Noela Kalimi Luka is a documentary filmmaker, producer and director in Nairobi, Kenya, where she applies her creative skills and passion to pursue advocacy for people with disabilities. After earning a Bachelor’s degree in Mass Communication and working for various NGOs, mainstream media outlets and film production companies, Noela traveled to the U.S. to pursue an M.F.A in Documentary Film at Wake Forest University, North Carolina. During that time, she was diagnosed with unspecified bipolar, and since returning home, has been on a journey to confront misconceptions and correct information about psychosocial disabilities. She has great skill and dedication in using media to help others understand the dynamics of mental health and wellness.

Noela is a beneficiary and partner of Cheshire Disability Services Kenya in the Social Innovation Lab Project. She is self-employed and works collaboratively with specialized psychosocial disability stakeholders to champion access to mental health information and services. Her work has been screened and given awards in Africa, Europe, and North America. Her films often include themes such as environmental conservation, conflict resolution, health, migration, and community efforts to make positive change in their lives.

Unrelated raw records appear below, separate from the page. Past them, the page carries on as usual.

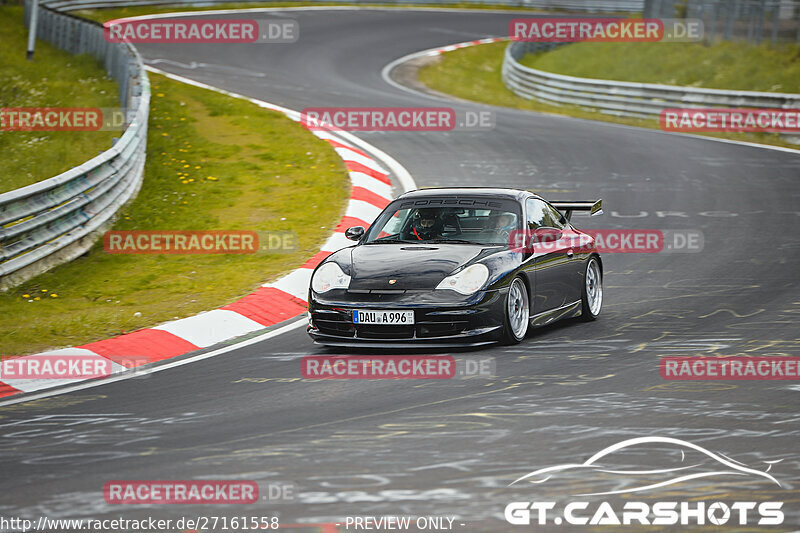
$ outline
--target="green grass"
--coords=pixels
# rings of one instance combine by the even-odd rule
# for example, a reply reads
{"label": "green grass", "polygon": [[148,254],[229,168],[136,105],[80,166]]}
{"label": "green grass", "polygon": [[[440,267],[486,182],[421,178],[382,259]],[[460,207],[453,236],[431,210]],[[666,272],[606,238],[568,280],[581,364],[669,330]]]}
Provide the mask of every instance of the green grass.
{"label": "green grass", "polygon": [[0,354],[83,344],[225,305],[297,268],[343,214],[349,180],[328,143],[249,102],[159,75],[151,83],[144,184],[114,229],[286,230],[299,250],[112,255],[98,243],[0,293]]}
{"label": "green grass", "polygon": [[[558,54],[558,53],[565,53],[567,49],[572,49],[573,47],[581,47],[584,52],[586,52],[586,57],[581,57],[581,64],[584,65],[587,71],[591,68],[592,61],[598,62],[615,62],[620,64],[625,64],[626,62],[630,62],[634,64],[637,62],[637,55],[636,55],[636,47],[637,46],[645,46],[646,43],[626,43],[628,46],[632,46],[631,50],[628,50],[626,55],[617,55],[615,53],[607,53],[607,49],[603,47],[594,48],[599,44],[607,44],[607,43],[578,43],[572,44],[569,46],[565,46],[561,49],[557,49],[552,52],[547,52],[541,54],[537,58],[526,58],[525,61],[527,64],[531,64],[531,61],[537,62],[545,62],[551,61],[546,59],[546,56],[550,54]],[[612,43],[615,46],[619,46],[617,43]],[[657,43],[662,44],[662,43]],[[683,46],[685,43],[663,43],[663,46],[676,46],[680,47]],[[728,46],[729,43],[722,45],[722,50],[731,50],[738,49],[740,45],[735,44],[733,46]],[[588,46],[585,46],[588,45]],[[492,44],[484,44],[480,46],[472,46],[468,48],[461,48],[458,50],[454,50],[452,52],[448,52],[446,54],[442,54],[438,56],[438,59],[434,62],[422,67],[419,70],[418,76],[419,80],[427,85],[428,87],[435,89],[437,91],[451,94],[458,98],[463,98],[465,100],[472,100],[476,102],[482,102],[487,104],[493,104],[498,106],[505,106],[505,107],[512,107],[517,109],[524,109],[529,111],[538,111],[542,113],[551,113],[551,114],[558,114],[558,115],[566,115],[572,116],[577,118],[585,118],[590,120],[600,120],[604,122],[613,122],[615,124],[626,124],[631,126],[640,126],[645,128],[653,128],[658,129],[658,120],[645,120],[645,119],[636,119],[636,118],[624,118],[624,117],[616,117],[613,115],[607,115],[600,112],[594,112],[590,109],[584,109],[577,106],[556,106],[550,105],[543,102],[539,102],[537,100],[527,100],[525,98],[519,97],[513,92],[511,92],[506,86],[503,84],[503,81],[500,76],[501,67],[503,64],[503,54],[505,52],[506,47],[508,46],[507,42],[499,42],[499,43],[492,43]],[[696,46],[690,44],[687,45],[690,49],[694,49]],[[578,48],[580,50],[581,48]],[[757,52],[754,52],[755,56],[761,54],[762,47],[758,48]],[[765,90],[764,87],[767,86],[769,83],[769,87],[774,87],[778,84],[781,85],[781,90],[785,90],[787,92],[798,92],[800,90],[800,86],[795,83],[794,86],[786,87],[783,82],[778,82],[776,80],[786,80],[786,79],[795,79],[796,75],[793,74],[786,74],[784,75],[781,72],[781,69],[777,67],[779,64],[783,64],[783,61],[788,60],[793,53],[792,50],[796,51],[795,46],[787,47],[784,52],[777,52],[776,55],[780,55],[782,59],[773,59],[771,65],[775,68],[770,68],[769,71],[773,74],[772,77],[765,77],[765,80],[771,80],[768,82],[762,82],[760,80],[752,80],[747,87],[737,87],[740,89],[748,89],[748,90]],[[678,54],[676,51],[674,53]],[[573,54],[574,52],[570,52]],[[645,53],[645,52],[643,52]],[[646,53],[650,53],[650,50],[647,50]],[[687,52],[688,53],[688,52]],[[731,52],[733,54],[733,52]],[[692,63],[691,55],[687,55],[684,58],[684,63]],[[721,56],[719,56],[721,57]],[[574,56],[573,56],[574,58]],[[735,59],[735,54],[728,57],[728,59],[722,64],[720,67],[726,71],[732,70],[731,63]],[[553,60],[555,61],[555,60]],[[680,61],[675,60],[679,65],[682,64]],[[569,61],[565,58],[558,61],[559,65],[566,64]],[[661,76],[654,77],[648,80],[637,79],[636,81],[651,81],[651,82],[659,82],[659,83],[667,83],[670,82],[677,74],[669,71],[667,68],[660,68],[657,60],[651,58],[651,62],[654,63],[649,65],[647,68],[648,72],[658,73],[661,72]],[[748,60],[750,62],[750,60]],[[753,63],[757,63],[757,61],[753,60]],[[796,60],[795,60],[796,62]],[[554,64],[554,63],[551,63]],[[767,62],[764,62],[767,64]],[[537,68],[540,68],[537,66]],[[565,67],[566,68],[566,67]],[[574,75],[574,69],[578,67],[572,67],[569,73]],[[689,69],[690,67],[686,67]],[[715,63],[709,63],[705,65],[705,70],[707,73],[705,74],[705,79],[710,79],[712,77],[716,77],[714,74],[717,65]],[[764,67],[766,68],[766,67]],[[796,72],[797,65],[793,64],[789,72]],[[619,70],[624,70],[624,66],[620,66]],[[595,71],[592,71],[595,72]],[[561,72],[560,74],[567,74],[567,72]],[[604,78],[607,74],[594,74],[593,77]],[[727,76],[727,75],[726,75]],[[727,79],[725,76],[721,76],[720,79]],[[761,144],[774,144],[778,146],[787,146],[796,148],[796,144],[792,144],[788,142],[786,139],[780,137],[774,133],[707,133],[704,134],[709,137],[717,137],[717,138],[725,138],[725,139],[736,139],[742,141],[749,141]]]}
{"label": "green grass", "polygon": [[[581,118],[597,117],[597,113],[577,106],[552,106],[520,98],[508,90],[500,77],[506,46],[507,42],[498,42],[441,54],[437,60],[419,70],[419,80],[432,89],[466,100]],[[614,122],[630,122],[610,116],[607,118]],[[637,125],[646,123],[644,120],[633,122]]]}
{"label": "green grass", "polygon": [[744,42],[575,43],[522,58],[525,66],[582,78],[800,92],[800,45]]}
{"label": "green grass", "polygon": [[[356,4],[352,2],[231,2],[226,4],[216,4],[213,6],[131,6],[131,7],[113,7],[105,9],[84,9],[73,11],[71,14],[79,17],[94,20],[96,22],[106,22],[125,17],[136,17],[139,15],[150,15],[158,13],[183,13],[189,11],[208,11],[217,9],[251,9],[251,8],[277,8],[277,7],[301,7],[301,6],[361,6],[361,7],[379,7],[383,9],[392,8],[414,8],[420,7],[415,4]],[[531,9],[519,6],[500,6],[494,4],[472,4],[469,2],[459,2],[454,4],[436,5],[435,3],[428,4],[422,7],[441,7],[449,9],[491,9],[502,11],[524,11],[528,13],[538,13],[541,10]]]}
{"label": "green grass", "polygon": [[[21,6],[0,6],[0,107],[120,107],[118,86],[92,57],[36,42]],[[0,192],[53,177],[111,147],[113,131],[0,131]]]}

A constant theme of Noela’s advocacy has been increasing mental health awareness in East Africa. The primary goal of her Fellowship project is to create disability awareness through storytelling. This will act as an advocacy tool and challenge misconceptions towards inclusive employment. Some components of this will include the documentation of success stories, the training of individuals (including science journalists) to tell better stories, community screenings of created content, and social media campaigns. The ultimate goals of these awareness campaigns will be the financial empowerment of people with mental illnesses, the promotion of good health and wellbeing, and increased access to decent work and economic growth.